El indicador del riesgo país registró un incremento de tres unidades este martes, situándose en los 547 puntos. Este movimiento ascendente se produce en un marco de creciente incertidumbre global, impulsada principalmente por la complejidad de las negociaciones diplomáticas entre Estados Unidos e Irán, lo que ha generado una reacción inmediata en los mercados financieros internacionales.
Para comprender el impacto de este número, es fundamental analizar la naturaleza del índice elaborado por JP Morgan. Este indicador mide la sobretasa que la Argentina debería abonar en caso de emitir nueva deuda en los mercados internacionales. La base de cálculo para este índice es el rendimiento de los títulos emitidos por el Tesoro de los Estados Unidos a 10 años. En la jornada de hoy, dicha tasa alcanzó su nivel más alto en el último año, actuando como un ancla que empuja hacia arriba el costo del financiamiento para economías emergentes como la argentina.
El comportamiento de la deuda norteamericana no es un hecho aislado, sino que responde a una serie de expectativas económicas en el país más grande del mundo. El mercado prevé que la inflación se mantendrá en niveles altos de manera persistente, lo que lleva a los inversores a anticipar posibles ajustes en las tasas de interés por parte de la Reserva Federal (Fed) con el objetivo de contener el aumento de los precios.
A este escenario económico se suma la inestabilidad geopolítica. La falta de una resolución definitiva en la guerra en Medio Oriente, caracterizada por constantes idas y vueltas en las mesas de negociación, ha tensionado significativamente las tasas de interés de los bonos estadounidenses. En este contexto de volatilidad, la deuda soberana se encarece, y como consecuencia directa, el riesgo país de Argentina volvió a superar la barrera de los 540 puntos.
Este repunte ocurre tras un periodo breve de optimismo. El indicador había logrado descender hasta los 496 puntos el pasado lunes 11, marcando su nivel más bajo en los últimos cuatro meses. Aquella mejora estuvo motivada por la revisión al alza en la calificación de la deuda argentina realizada por la agencia Fitch, un impulso que comenzó a disiparse con la actual coyuntura externa.
La presión se trasladó también a los activos financieros argentinos. Los bonos soberanos operando en el exterior registraron caídas que oscilaron entre el 0,2% y el 0,6% durante la sesión del martes. En sintonía con esta tendencia, las acciones argentinas que cotizan en Wall Street cerraron la jornada, en su mayoría, con saldo negativo. Las pérdidas más pronunciadas se concentraron en el sector bancario, con caídas significativas para Supervielle (-6,3%), Galicia (-5,6%) y BBVA (-5,4%).
Desde la perspectiva técnica, el operador Gustavo Ber señaló en un informe para sus clientes que una nueva escalada en las tasas de los bonos del Tesoro de EE.UU. —con la de 10 años rozando el 4,7% y la de 30 años acercándose al 5,2%— ha llevado a Wall Street a adoptar una postura más cautelosa. Esta cautela se ve reforzada por el precio del petróleo, que se mantiene cerca de los 110 dólares debido a la falta de avances concretos en Medio Oriente.
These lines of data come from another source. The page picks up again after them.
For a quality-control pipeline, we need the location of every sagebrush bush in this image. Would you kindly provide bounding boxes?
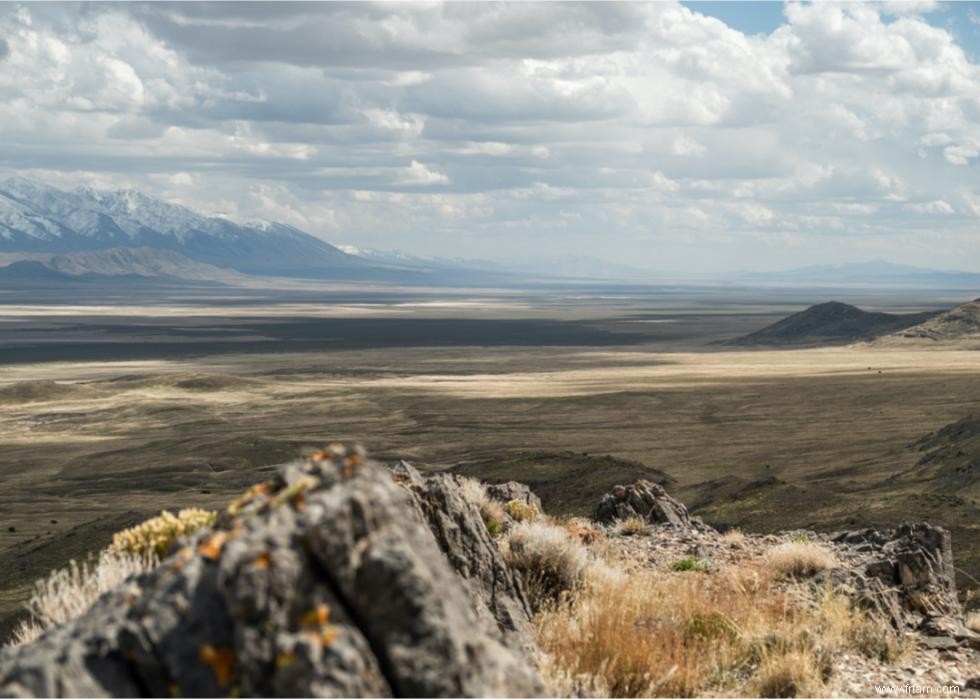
[109,507,217,556]
[766,541,837,578]
[459,478,506,536]
[14,551,157,643]
[501,522,590,609]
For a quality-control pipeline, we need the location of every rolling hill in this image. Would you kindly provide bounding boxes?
[885,299,980,342]
[729,301,937,346]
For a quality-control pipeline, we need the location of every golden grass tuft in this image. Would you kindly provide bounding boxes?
[109,507,217,556]
[554,517,606,544]
[13,551,157,644]
[753,650,823,697]
[766,541,837,578]
[614,517,650,536]
[459,478,506,536]
[965,611,980,633]
[718,529,745,546]
[535,563,904,697]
Ber subrayó que los activos domésticos son castigados ante esta aversión al riesgo global, sumado a que los ruidos políticos internos siguen afectando el ánimo de los operadores. Entre los factores locales que pesan, destacó el deterioro en los índices de confianza y un clima electoral que ha comenzado a adelantarse.
En cuanto al mercado cambiario, el dólar oficial cerró la jornada sin variaciones, cotizando a $1420 para la venta en las pantallas del Banco Nación (BNA). No obstante, el Banco Central mantuvo su postura activa en el mercado, comprando US$144 millones durante el día. Con esta operación, la entidad monetaria acumuló 90 días consecutivos de saldo positivo en el mercado cambiario, alcanzando una adquisición total de US$8378 millones en lo que va del año.
Finalmente, los tipos de cambio financieros mostraron leves incrementos. El dólar MEP avanzó un 0,4%, situándose en $1434, mientras que el dólar contado con liquidación (CCL) subió un 0,3%, cerrando la jornada en $1490,48.